Aussi, dans son livre Réflexions sur la question juive, Sartre met en lumière le fait que l’antisémitisme est «un choix libre et total de soi-même, une attitude globale que l’on adopte non seulement vis-à-vis des juifs, mais des hommes en général». On peut alors légitimement affirmer que la conscience n’est pas seulement un instrument de connaissance. Dans la mesure où, elle possède à la fois une portée symbolique et pratique, elle permet aux êtres humains d’élever leur humanité ou au contraire de l’abaisser en l’enfermant dans des identités prédéfinies, des origines familiale, sociale, ou raciale. Toute conscience morale suppose au préalable la conscience de soi et de l’humanité en général. L’autre est mon alter ego et la conscience de nos différences physiques ou culturelles ne doit pas être un prétexte à oublier notre humanité commune.
b. La conscience permet-elle une parfaite connaissance de soi ?
On peut croire que l’introspection (venant du latin introspicere, regarder à l’intérieur) ne laisserait aucun interstice dans lequel une erreur d’interprétation pourrait se glisser. La conscience d’un individu placerait ce dernier dans une situation privilégiée, puisqu’il apparaît évident, au premier abord, qu’il se connaisse lui-même par un processus de transparence interne. Ainsi, grâce à sa conscience, un homme peut avoir l’impression de se connaître parfaitement en étant à la fois sujet et objet de cette connaissance. Il lui suffirait de se retourner sur lui-même, à savoir sur sa vie pour se comprendre et expliquer ses décisions, actions et passions. Pourtant, nous pouvons légitimement douter de cette transparence et de la vérité qu’elle postule. D’abord, une telle approche ne prend pas en compte l’ambiguïté fondamentale de nos relations et donc de nos sentiments.
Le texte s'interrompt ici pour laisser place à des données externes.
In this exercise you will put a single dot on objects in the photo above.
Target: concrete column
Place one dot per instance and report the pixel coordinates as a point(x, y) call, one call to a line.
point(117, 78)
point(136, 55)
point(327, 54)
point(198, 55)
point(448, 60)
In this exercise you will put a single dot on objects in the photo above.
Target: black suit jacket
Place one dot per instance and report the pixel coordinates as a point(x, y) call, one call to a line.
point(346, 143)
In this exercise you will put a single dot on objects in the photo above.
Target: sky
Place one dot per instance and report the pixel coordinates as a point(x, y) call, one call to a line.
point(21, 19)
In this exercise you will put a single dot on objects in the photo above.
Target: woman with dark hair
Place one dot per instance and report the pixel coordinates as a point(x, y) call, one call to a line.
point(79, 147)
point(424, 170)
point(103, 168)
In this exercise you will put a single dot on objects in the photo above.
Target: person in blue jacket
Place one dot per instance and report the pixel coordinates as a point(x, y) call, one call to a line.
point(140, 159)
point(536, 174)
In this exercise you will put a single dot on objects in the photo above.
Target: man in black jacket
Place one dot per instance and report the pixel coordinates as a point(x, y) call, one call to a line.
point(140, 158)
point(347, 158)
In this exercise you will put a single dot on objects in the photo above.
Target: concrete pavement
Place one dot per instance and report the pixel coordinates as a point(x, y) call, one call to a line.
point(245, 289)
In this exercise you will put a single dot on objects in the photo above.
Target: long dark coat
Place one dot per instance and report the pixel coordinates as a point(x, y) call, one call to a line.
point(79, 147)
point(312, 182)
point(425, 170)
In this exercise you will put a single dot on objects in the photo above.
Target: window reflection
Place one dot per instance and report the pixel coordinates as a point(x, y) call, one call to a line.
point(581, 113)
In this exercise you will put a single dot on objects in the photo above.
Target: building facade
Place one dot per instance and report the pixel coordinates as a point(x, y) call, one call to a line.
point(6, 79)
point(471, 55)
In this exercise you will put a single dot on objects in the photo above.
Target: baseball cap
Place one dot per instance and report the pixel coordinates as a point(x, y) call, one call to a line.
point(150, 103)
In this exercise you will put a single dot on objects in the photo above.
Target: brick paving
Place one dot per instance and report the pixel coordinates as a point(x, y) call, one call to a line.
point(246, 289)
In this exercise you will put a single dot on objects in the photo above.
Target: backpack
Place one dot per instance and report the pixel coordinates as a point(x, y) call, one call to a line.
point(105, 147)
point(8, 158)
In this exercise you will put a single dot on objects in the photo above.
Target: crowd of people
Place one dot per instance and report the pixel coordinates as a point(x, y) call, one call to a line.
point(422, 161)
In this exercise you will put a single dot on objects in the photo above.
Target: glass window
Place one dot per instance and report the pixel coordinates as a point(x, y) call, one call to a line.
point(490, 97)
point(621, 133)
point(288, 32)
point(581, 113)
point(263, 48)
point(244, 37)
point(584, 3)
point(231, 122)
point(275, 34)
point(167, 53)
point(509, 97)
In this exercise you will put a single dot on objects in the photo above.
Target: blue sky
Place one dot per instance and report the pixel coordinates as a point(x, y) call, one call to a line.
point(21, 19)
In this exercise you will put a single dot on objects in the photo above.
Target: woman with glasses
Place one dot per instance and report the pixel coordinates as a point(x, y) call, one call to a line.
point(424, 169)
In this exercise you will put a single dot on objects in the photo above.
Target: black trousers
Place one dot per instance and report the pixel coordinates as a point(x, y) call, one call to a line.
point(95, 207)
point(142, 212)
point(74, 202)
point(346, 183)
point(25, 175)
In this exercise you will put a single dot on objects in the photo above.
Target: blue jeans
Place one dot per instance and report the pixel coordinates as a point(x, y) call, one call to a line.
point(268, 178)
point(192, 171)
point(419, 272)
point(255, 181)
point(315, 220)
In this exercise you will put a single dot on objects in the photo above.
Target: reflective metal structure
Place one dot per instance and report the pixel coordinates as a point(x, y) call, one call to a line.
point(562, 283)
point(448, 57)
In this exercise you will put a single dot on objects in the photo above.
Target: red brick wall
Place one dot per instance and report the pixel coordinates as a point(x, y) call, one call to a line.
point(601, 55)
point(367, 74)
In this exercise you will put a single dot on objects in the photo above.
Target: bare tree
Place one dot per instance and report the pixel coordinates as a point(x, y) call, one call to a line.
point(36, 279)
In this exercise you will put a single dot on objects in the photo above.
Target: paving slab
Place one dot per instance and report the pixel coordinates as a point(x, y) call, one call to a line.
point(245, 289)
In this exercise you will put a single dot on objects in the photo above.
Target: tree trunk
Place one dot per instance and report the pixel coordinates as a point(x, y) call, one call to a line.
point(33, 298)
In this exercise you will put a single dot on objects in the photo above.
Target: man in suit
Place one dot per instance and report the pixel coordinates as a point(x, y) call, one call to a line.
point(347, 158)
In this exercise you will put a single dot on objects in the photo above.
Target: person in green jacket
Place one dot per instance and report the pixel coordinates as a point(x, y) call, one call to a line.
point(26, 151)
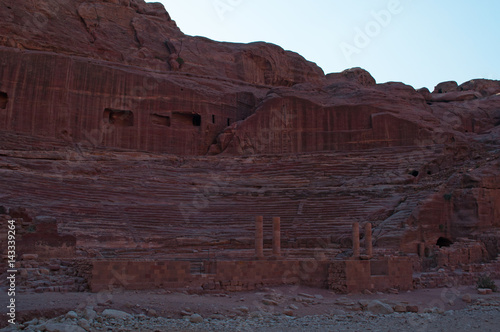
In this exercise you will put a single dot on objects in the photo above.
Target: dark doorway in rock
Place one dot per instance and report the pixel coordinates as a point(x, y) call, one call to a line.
point(120, 118)
point(161, 120)
point(4, 99)
point(444, 242)
point(196, 120)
N’a-t-on pas souvent pris la haine pour de l’amour et vice-versa, notamment dans les relations parents-enfants. L’œuvre romanesque de Mauriac est sur ce plan remarquable, très riche, et illustre parfaitement la difficulté à rendre objectifs nos sentiments. Dans son roman, Le nœud de vipères, il montre la manière dont un vieil homme paranoïaque va vouloir se venger des membres de sa famille en les déshéritant, pensant qu’ils lui vouent une haine. À la suite du décès de sa femme, il va pourtant progressivement découvrir qu’il est lui-même capable d’aimer. Notre vie affective, nos rapports avec autrui ne sont jamais simples et évidents, et notre conscience peut se tromper sur leur signification profonde, en les embellissant ou les enlaidissant.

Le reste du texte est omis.